Opinion

George Chen

Winners and losers as Hong Kong rents scale new heights

Oct 27, 2011 01:52 EDT

By George Chen
The opinions expressed are the author’s own.

When you walk around Hong Kong’s Central commercial and business district these days, you may notice a number of stores are holding “removal sales”, which means they can no longer remain in the same location. The reason? In most cases, just blame soaring rents.

Many analysts have forecast declines in residential and commercial property prices in Hong Kong for next year, although at a stable pace rather than a sharp drop. This may be true for some suburban areas where purchase options are more plentiful than those in downtown areas, but until that happens, prices are likely to keep rising, at least for the rest of the year.

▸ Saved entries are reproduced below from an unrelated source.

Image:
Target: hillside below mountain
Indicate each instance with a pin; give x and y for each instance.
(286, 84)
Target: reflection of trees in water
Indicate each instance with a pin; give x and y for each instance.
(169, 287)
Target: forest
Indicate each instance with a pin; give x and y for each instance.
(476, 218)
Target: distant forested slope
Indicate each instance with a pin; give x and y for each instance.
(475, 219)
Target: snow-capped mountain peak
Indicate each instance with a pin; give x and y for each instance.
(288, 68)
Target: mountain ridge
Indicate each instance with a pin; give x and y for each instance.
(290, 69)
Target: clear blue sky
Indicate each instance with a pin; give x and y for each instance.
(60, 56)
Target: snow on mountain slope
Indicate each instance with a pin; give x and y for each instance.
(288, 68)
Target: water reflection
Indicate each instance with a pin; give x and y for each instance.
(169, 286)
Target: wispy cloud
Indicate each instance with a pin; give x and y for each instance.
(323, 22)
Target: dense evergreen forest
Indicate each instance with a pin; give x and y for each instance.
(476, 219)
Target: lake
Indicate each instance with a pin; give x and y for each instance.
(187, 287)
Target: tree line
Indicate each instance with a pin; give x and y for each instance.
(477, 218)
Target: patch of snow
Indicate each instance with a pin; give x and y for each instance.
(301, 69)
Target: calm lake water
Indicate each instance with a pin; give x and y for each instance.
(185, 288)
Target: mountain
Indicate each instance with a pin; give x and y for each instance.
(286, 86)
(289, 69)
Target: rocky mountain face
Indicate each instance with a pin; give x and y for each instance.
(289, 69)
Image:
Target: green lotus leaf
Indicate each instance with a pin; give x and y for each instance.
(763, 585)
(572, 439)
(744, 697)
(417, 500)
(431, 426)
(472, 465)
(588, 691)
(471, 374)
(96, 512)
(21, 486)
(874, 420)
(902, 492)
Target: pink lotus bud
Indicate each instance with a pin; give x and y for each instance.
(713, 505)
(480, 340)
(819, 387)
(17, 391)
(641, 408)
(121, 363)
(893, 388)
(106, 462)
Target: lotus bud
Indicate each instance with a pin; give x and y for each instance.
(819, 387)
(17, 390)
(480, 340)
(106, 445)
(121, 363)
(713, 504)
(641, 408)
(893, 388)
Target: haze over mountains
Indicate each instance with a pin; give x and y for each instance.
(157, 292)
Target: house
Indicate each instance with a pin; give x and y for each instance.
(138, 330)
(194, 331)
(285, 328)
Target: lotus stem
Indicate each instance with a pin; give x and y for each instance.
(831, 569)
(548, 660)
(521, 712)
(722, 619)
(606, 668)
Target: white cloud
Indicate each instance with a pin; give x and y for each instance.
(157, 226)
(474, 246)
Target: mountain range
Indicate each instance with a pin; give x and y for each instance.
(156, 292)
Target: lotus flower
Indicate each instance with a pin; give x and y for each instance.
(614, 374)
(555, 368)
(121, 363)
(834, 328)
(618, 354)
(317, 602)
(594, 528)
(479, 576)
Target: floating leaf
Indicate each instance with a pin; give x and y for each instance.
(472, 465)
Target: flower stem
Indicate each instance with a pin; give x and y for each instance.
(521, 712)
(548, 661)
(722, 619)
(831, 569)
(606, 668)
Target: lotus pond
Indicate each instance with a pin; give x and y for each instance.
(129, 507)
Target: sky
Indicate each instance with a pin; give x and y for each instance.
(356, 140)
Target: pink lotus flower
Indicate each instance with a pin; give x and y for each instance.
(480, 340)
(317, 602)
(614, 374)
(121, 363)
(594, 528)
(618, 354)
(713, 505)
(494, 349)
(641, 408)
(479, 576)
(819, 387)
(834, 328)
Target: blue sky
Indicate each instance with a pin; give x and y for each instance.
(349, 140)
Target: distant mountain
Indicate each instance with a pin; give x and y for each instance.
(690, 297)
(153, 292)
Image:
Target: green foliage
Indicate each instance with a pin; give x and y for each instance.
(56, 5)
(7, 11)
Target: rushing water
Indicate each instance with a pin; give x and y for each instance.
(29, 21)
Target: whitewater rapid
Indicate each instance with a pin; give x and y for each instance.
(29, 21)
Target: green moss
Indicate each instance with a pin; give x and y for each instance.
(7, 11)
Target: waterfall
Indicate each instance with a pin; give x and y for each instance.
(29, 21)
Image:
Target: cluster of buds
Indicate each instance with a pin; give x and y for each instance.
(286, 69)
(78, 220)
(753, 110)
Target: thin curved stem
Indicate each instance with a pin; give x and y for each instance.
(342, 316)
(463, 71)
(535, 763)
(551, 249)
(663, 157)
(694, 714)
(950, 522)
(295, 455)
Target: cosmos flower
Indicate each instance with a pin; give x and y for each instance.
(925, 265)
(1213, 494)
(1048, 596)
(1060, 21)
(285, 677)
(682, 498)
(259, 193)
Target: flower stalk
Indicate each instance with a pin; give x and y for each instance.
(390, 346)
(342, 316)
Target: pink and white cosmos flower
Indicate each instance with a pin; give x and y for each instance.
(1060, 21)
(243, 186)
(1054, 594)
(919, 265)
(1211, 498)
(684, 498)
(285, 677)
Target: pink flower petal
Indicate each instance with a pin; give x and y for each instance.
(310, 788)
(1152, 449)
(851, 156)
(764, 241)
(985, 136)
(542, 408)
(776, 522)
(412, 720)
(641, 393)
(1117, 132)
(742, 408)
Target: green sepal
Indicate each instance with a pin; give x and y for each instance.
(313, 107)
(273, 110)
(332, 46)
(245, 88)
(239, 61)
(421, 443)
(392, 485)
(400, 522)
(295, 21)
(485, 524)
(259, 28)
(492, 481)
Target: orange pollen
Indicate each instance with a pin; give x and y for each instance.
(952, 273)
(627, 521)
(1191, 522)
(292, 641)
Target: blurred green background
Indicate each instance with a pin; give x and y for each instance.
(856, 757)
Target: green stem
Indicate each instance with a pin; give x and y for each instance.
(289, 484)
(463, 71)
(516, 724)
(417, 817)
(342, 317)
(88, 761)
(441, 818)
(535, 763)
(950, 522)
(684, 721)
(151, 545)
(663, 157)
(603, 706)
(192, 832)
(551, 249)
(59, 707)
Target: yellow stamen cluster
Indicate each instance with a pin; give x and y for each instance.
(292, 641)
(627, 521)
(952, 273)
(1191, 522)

A couple of years ago, mobile phone industry leader Nokia took a moderately sized space on Russell Road in Causeway Bay just opposite Times Square, one of the busiest shopping districts in Asia, for its flagship store in Hong Kong. Local media said the store used to be one of Nokia’s busiest in Asia, thanks to mainland Chinese travelers. But the good old days are going to end soon.

The Hong Kong Economic Times reported on October 27 that British luxury brand Burberry had signed a new lease with the owner of a site currently occupied by Nokia. Burberry is said to have agreed to pay HK $6.5 million (about US $836,600) per month for the two-floor 5,200 square foot space,versus the HK $1.8 million that Nokia is paying.

When the news came out, the reaction from the market was quite naturally, “Wow”. One reader on Sina Weibo, China’s most popular micro-blogging service, wondered: “How many coats and bags will Burberry need to sell to cover the monthly rent?” In Hong Kong, a coat or bag at Burberry usually sells for about HK $10,000-15,000. You can do your own calculations.

Burberry is not alone.

Bidding wars for prime retail locations in Hong Kong have been heating up in recent months. Some analysts call this a typical “changing hands season” for Hong Kong’s high-end property market. The only key to victory is price.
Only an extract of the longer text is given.